Homesick for Charlot and Marcel Marceau? Fringe has a show for that--go to Go and watch an hour of nearly word-free "teatro" by Rodin Alcerro and Pablo Guillén, two drifters, off to see the world. Both performers have been seen in the DMV at Synetic and Gala; now they are front an center which proves exceedingly welcome.

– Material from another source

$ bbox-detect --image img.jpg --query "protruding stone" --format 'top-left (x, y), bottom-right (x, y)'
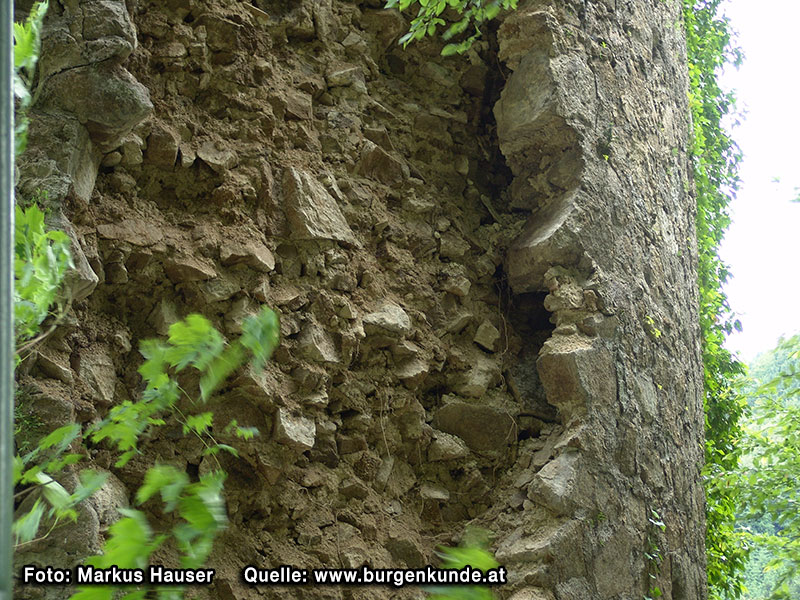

Nowadays, words seem to do more harm than good, so it's refreshing to watch a couple of guys in red noses face the universe with an umbrella, a flower, a briefcase, a map, a shoe, and a tarp. Together, Alcerro and Guillén come up against weather (but they have an umbrella!!), the ocean (played to the hilt by the tarp), Moon River (the tarp's versatility is also known as a theatre game called "Endowment"), and a greenish demon that comes out to play when it hears the repetitive strains of Ravel's "Bolero," (enhanced in part by Hailey Laroe's excellent lighting design). There' a train trip; they share a flower and a piece of fruit from a descendent of Charlie Chaplin's Gold Rush shoe; the do use their voices from time to time, emulating Charlot again from the 1930s when he'd write an entire orchestral score for a movie but still wouldn't speak on camera (Hitler would change that.) They really struggle with the ocean and, à la Marceau, a very high wall.
Brandon Cook's excellent sound design helps audience members who require a little literal information. But information doesn't go with Go. Teamwork does; and imagination; better than any map.